Note: this is a very simplistic demonstration of model capabilities. It is not at all a rigorous comparison and only serves as an accessible educational demo. Please refer to the Claude 3 model card for a more rigorous, quantitative comparison using industry-standard benchmarks
Picking a model
The next logical question is: which model should you use? It's a difficult question to answer without knowing the specific tasks and demands of a given application. The choice of model can significantly impact the performance, user experience, and cost-effectiveness of your application:
- Capabilities
- The first and foremost consideration is whether the model possesses the necessary capabilities to handle the tasks and use cases specific to your application. Different models have varying levels of performance across different domains, such as general language understanding, task-specific knowledge, reasoning abilities, and generation quality. It's essential to align the model's strengths with the demands of your application to ensure optimal results.
- Speed
- The speed at which a model can process and generate responses is another critical factor, particularly for applications that require real-time or near-real-time interactions. Faster models can provide a more responsive and seamless user experience, reducing latency and improving overall usability. However, it's important to strike a balance between speed and model capabilities, as the fastest model may not always be the most suitable for your specific needs.
- Cost
- The cost associated with using a particular model is a practical consideration that can impact the viability and scalability of your application. Models with higher capabilities often come with a higher price tag, both in terms of API usage costs and computational resources required. It's crucial to assess the cost implications of different models and determine the most cost-effective option that still meets your application's requirements.

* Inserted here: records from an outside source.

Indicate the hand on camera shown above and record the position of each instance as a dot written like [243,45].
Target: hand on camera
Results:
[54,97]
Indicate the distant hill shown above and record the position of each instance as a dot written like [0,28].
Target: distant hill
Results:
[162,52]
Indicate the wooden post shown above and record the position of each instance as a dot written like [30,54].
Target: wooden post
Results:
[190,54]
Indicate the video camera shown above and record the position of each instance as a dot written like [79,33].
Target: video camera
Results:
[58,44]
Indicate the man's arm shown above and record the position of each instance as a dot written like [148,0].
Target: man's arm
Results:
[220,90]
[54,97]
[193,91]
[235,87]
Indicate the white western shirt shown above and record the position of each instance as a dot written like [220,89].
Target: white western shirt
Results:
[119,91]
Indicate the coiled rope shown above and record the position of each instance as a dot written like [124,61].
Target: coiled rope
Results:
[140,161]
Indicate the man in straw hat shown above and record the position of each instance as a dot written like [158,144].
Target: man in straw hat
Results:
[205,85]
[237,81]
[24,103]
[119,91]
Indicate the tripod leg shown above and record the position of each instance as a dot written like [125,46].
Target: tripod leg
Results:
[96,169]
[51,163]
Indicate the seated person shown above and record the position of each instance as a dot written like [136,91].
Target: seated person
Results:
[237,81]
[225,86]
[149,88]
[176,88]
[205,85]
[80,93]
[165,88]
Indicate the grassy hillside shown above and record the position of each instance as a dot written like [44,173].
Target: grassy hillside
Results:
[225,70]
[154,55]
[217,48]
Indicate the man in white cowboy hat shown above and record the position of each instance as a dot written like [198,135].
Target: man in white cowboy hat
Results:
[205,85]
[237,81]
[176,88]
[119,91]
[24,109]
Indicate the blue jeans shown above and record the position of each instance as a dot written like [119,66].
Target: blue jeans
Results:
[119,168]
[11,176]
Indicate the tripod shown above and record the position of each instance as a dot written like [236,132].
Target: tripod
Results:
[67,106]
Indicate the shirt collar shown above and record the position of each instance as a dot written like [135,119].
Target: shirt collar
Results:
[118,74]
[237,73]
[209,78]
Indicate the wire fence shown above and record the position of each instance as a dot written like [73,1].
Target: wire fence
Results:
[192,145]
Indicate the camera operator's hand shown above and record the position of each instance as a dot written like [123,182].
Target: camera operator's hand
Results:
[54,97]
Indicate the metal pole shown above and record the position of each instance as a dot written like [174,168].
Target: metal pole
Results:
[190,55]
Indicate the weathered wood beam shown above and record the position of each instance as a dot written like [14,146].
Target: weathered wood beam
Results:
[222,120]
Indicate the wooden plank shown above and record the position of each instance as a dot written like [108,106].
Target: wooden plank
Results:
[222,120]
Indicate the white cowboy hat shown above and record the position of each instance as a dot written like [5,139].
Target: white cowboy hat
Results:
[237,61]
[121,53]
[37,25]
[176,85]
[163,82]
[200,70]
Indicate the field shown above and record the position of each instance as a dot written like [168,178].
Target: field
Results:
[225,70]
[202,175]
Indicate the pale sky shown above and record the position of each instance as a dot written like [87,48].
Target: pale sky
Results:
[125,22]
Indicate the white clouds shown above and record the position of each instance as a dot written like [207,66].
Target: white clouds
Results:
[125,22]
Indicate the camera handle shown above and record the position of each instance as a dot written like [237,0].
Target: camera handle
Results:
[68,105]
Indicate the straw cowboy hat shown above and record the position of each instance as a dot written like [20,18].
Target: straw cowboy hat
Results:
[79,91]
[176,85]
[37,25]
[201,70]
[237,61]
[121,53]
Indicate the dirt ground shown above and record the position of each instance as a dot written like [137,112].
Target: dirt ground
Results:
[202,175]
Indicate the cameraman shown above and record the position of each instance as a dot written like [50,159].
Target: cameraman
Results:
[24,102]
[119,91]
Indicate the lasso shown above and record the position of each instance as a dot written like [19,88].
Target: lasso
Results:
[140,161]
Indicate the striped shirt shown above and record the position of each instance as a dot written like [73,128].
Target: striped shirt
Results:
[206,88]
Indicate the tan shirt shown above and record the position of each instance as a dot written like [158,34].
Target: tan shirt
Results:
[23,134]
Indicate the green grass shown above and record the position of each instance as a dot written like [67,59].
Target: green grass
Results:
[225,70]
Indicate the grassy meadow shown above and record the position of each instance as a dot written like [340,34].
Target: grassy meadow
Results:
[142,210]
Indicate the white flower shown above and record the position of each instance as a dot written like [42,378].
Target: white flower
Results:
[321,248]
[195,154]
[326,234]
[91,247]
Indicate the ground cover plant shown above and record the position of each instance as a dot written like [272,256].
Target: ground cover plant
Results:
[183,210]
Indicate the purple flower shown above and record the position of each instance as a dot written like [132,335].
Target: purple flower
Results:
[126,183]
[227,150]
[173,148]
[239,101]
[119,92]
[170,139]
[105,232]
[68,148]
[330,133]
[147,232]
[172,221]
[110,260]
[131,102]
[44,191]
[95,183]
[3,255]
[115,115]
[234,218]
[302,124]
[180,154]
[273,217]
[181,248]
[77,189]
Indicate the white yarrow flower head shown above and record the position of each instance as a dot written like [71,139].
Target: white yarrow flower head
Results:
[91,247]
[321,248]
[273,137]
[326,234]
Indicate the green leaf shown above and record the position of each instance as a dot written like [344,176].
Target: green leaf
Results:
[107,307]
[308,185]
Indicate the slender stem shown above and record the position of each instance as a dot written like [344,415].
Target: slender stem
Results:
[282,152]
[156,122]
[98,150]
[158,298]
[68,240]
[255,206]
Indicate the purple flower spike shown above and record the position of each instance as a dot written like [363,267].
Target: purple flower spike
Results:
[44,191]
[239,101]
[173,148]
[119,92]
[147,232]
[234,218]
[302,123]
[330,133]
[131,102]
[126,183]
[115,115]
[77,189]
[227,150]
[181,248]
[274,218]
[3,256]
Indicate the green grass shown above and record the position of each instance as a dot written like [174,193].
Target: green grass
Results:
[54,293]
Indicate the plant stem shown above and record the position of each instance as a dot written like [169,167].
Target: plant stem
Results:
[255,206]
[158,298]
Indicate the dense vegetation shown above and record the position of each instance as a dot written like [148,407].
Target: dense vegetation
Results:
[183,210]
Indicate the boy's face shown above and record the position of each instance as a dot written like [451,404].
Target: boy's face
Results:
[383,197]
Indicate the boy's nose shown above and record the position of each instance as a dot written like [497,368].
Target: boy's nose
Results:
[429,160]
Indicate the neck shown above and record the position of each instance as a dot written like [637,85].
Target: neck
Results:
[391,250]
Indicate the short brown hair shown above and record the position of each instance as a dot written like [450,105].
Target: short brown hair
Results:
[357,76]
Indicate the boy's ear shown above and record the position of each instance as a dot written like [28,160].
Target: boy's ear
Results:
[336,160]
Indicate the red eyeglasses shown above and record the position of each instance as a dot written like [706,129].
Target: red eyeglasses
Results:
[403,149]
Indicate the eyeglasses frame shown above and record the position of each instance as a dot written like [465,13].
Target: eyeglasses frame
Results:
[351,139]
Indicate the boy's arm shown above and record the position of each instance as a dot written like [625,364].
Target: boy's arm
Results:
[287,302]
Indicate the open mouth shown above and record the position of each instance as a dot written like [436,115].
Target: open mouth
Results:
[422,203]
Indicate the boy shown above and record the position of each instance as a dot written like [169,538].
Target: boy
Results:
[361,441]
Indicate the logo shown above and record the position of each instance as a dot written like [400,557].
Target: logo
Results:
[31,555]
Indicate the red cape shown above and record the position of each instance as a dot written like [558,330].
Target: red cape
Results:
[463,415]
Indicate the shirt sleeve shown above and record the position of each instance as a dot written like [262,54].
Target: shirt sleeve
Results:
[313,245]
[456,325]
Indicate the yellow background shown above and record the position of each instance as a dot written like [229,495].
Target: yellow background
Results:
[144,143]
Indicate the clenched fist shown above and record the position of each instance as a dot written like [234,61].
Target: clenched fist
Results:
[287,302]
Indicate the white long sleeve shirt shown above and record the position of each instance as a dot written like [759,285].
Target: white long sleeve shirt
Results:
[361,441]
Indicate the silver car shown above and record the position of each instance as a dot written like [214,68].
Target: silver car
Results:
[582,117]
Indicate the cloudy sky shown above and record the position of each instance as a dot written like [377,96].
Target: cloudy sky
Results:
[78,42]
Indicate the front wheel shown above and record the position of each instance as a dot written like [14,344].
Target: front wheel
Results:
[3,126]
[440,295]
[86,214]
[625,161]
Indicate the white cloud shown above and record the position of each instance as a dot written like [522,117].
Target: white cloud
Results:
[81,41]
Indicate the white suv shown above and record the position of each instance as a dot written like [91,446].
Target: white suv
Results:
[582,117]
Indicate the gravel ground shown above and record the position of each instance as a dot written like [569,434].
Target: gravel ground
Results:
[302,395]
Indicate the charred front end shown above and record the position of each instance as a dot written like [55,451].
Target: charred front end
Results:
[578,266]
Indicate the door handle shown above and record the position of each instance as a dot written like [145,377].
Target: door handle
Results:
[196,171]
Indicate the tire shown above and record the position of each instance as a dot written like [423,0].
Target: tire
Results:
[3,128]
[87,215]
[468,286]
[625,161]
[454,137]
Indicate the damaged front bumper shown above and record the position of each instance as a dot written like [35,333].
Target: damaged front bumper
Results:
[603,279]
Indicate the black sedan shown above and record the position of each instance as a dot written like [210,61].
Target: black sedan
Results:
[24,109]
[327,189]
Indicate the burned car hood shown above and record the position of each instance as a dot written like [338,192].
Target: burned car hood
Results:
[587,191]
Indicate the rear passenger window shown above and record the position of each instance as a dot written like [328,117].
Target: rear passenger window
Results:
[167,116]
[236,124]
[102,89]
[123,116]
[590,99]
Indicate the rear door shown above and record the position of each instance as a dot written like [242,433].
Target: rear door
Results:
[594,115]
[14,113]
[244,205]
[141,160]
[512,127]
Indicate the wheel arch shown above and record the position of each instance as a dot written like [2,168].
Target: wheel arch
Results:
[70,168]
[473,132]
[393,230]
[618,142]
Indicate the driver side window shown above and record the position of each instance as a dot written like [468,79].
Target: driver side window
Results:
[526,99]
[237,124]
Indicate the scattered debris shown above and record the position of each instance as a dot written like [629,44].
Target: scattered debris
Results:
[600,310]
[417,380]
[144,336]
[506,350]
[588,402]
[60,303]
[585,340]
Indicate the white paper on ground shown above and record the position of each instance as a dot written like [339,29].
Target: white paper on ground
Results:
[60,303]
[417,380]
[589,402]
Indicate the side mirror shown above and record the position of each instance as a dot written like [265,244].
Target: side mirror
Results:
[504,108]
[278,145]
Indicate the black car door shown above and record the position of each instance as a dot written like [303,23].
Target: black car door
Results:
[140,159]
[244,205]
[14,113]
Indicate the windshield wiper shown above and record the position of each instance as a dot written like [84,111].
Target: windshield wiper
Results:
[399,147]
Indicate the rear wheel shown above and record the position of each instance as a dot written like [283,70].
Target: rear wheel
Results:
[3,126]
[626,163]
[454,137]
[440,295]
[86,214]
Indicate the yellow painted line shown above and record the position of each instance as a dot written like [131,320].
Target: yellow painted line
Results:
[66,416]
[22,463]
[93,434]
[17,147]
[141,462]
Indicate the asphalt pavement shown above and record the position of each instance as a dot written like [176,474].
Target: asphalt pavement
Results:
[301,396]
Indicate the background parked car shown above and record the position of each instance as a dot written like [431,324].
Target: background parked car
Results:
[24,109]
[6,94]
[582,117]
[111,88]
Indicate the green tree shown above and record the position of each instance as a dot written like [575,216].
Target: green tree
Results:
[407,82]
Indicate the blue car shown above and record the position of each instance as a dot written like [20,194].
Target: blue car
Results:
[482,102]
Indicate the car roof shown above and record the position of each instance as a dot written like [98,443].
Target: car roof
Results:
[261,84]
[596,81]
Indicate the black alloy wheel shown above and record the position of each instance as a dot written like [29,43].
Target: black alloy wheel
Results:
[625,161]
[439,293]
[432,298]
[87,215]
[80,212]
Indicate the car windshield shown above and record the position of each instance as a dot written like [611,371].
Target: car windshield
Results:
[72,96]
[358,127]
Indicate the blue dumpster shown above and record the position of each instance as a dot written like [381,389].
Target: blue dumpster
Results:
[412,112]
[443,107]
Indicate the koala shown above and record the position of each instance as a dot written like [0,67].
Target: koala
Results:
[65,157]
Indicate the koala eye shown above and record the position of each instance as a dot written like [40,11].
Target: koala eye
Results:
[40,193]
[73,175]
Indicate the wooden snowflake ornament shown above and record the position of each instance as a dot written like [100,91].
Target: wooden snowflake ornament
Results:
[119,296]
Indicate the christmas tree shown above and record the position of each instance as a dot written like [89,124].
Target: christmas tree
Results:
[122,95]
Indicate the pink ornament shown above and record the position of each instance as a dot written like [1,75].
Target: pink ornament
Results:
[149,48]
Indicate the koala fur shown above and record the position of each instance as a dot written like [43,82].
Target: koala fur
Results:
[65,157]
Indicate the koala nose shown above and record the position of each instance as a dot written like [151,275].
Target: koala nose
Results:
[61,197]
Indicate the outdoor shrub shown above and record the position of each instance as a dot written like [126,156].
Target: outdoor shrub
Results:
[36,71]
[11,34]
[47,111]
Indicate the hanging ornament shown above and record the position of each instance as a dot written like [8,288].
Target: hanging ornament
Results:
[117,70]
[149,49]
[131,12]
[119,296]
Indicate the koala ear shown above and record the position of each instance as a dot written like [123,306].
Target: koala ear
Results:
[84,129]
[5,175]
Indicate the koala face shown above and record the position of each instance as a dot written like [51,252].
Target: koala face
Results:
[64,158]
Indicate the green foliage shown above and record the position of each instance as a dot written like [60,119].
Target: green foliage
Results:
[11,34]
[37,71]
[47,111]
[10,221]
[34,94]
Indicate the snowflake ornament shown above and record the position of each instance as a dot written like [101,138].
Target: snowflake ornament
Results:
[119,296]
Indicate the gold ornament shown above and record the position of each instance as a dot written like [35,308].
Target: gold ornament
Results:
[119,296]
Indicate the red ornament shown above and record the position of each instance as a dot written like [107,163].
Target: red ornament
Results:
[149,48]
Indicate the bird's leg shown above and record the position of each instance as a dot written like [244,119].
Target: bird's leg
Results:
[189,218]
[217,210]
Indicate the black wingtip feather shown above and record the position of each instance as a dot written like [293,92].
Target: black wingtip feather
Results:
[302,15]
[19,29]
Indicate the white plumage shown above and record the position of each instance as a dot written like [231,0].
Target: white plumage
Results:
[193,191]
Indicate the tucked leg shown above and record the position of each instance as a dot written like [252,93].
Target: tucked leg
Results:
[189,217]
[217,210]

One approach: start with Haiku
When experimenting, we often recommend starting with the Haiku model. Haiku is a lightweight and fast model that can serve as an excellent starting point for many applications. Its speed and cost-effectiveness make it an attractive option for initial experimentation and prototyping. In many use cases, Haiku proves to be perfectly capable of generating high-quality responses that meet the needs of the application. By starting with Haiku, you can quickly iterate on your application, test different prompts and configurations, and gauge the model's performance without incurring significant costs or latency. If you are unhappy with the responses, it's easy to "upgrade" to a model like Claude 3.5 Sonnet.
Evaluating and upgrading
As you develop and refine your application, it's essential to set up a comprehensive suite of evaluations specific to your use case and prompts. These evaluations will serve as a benchmark to measure the performance of your chosen model and help you make informed decisions about potential upgrades.
If you find that Haiku's responses do not meet your application's requirements or if you desire higher levels of sophistication and accuracy, you can easily transition to more capable models like Sonnet or Opus. These models offer enhanced capabilities and can handle more complex tasks and nuanced language understanding.
By establishing a rigorous evaluation framework, you can objectively compare the performance of different models across your specific use case. This empirical evidence will guide your decision-making process and ensure that you select the model that best aligns with your application's needs.